Ein bemanntes Raumschiff ist keine minimalistische Raketenstufe und kann auch nicht so behandelt werden. Sicherheitsvorkehrungen mussten wegen der Besatzung viel schärfer, aufwendiger und teurer sein, auch wenn sie letztlich zwei tödliche Unfälle nicht verhindert haben. Auf diese Weise führte jede Entscheidung zu mehr Masse, mehr Aufwand und mehr Kosten. Um ein Shuttle in einen niedrigen Erdorbit zu bringen, war schließlich eine Rakete nötig, die fast das gleiche Startgewicht wie eine Saturn-V-Rakete für den Flug zum Mond hatte.

Es überrascht bei solchen Größenordnungen also nicht, dass die bloße Wiederverwendung des Orbiters keine Einsparungen brachte. SpaceX geht mit der Falcon 9 das Problem dagegen anders an.

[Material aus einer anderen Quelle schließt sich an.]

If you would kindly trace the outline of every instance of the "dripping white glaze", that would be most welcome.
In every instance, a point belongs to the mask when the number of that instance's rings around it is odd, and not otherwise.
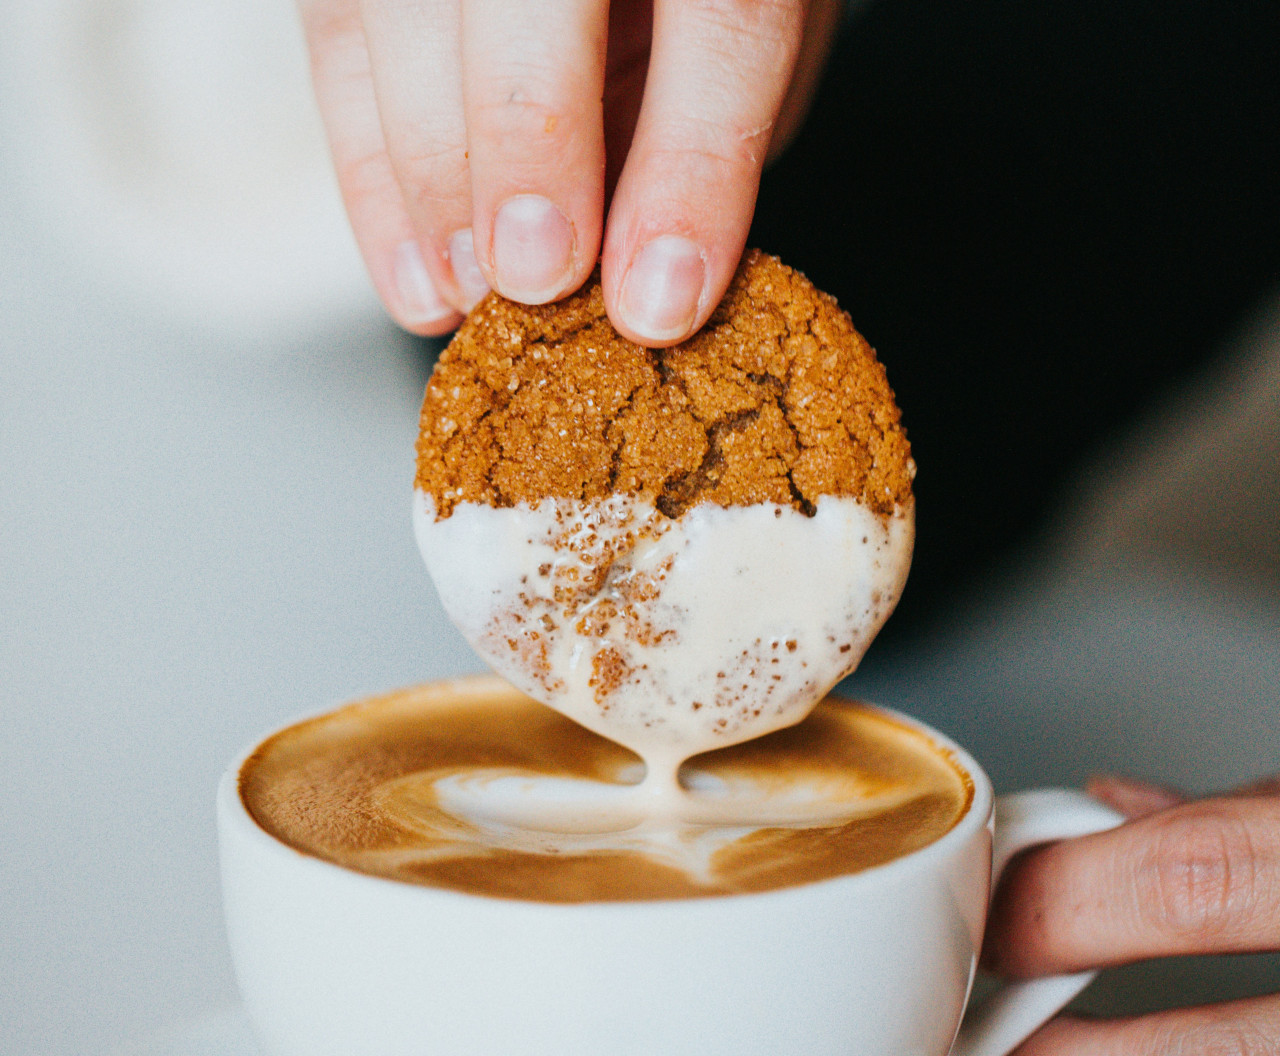
[[[703,503],[671,519],[616,496],[459,503],[437,520],[417,492],[414,528],[493,669],[644,760],[643,781],[592,809],[688,817],[706,805],[680,787],[685,759],[799,722],[857,667],[905,583],[914,511],[823,496],[813,516]],[[563,809],[534,798],[521,810],[556,827]]]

Was SpaceX aus den Fehlern gelernt hat

Die Falcon-9-Rakete besteht aus betont einfacher Technik, die lediglich auf den aktuellen Stand gebracht wurde. Die Merlin-Triebwerke arbeiten mit Kerosin und Sauerstoff im Gasgeneratorzyklus. Das Gas aus dem Gasgenerator, das die Turbopumpen antreibt, wird nicht weiterverwendet. Es sind nicht die effizientesten Triebwerke der Welt, aber - im Vergleich zum Schub - die leichtesten. Jedes Jahr werden über 100 dieser Triebwerke hergestellt. Die Tanks der Rakete bestehen aus einer leichten Aluminium-Lithium-Legierung aus dem Flugzeugbau. Das Ergebnis ist eine Rakete, die schon ohne jede Wiederverwendung wesentlich günstiger als vergleichbare Konkurrenz ist.

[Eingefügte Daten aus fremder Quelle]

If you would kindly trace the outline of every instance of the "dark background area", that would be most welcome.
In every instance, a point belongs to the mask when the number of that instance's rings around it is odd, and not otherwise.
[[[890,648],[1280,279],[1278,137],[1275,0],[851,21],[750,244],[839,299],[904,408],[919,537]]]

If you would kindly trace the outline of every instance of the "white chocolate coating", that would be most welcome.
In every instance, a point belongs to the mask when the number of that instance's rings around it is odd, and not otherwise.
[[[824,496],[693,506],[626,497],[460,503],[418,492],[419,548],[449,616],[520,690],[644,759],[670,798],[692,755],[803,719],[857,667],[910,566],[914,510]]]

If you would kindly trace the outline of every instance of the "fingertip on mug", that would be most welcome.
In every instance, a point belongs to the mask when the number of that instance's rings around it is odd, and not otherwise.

Die Wiederverwendung setzt bei der ersten Stufe an und wurde aus der einfachen Rakete heraus entwickelt. Das hat mehrere Vorteile. Die Raketenstufe fliegt bei der Trennung nur mit etwa 8.000 bis 9.000 km/h, nicht mit 28.000 km/h wie das Spaceshuttle. Das war bei ersten Versuchen mit der Falcon 1 und Falcon 9 v1.0 immer noch zu schnell. Die Stufen traten damals noch unkontrolliert in die Atmosphäre ein und zerbrachen dabei, anstatt sanft am eingebauten Fallschirm im Meer zu landen.

Die Stufe wird beim Abstieg von Triebwerken abgebremst

Um solche Schäden zu vermeiden, wird die Lage der Stufe kontrolliert und vor dem Wiedereintritt mit den Raketentriebwerken abgebremst. Ohne das Gewicht der zweiten Stufe und des verbrauchten Treibstoffs ist das ohne weiteres möglich. Die ersten Landungen wurden mit völlig unveränderten Raketenstufen über dem Meer durchgeführt, nachdem die erste Stufe abgetrennt wurde und die zweite Stufe unterwegs war.

Danach folgten minimale Änderungen wie größere Tanks für die Kaltgasdüsen, als man merkte, dass die Stufe beim Rückflug zu stark in Rotation geriet. Endgültig wurde das Problem erst mit kleinen Gitterflossen gelöst. Die einzige größere Änderung im Vergleich zur Originalrakete sind die vier ausklappbaren Landebeine aus Kohlefaser. Selbst die Triebwerke mussten nicht verändert werden. Sie waren von Anfang an darauf ausgelegt, im Flug mehrfach gestartet zu werden, weil in beiden Stufen identische Triebwerke zum Einsatz kommen.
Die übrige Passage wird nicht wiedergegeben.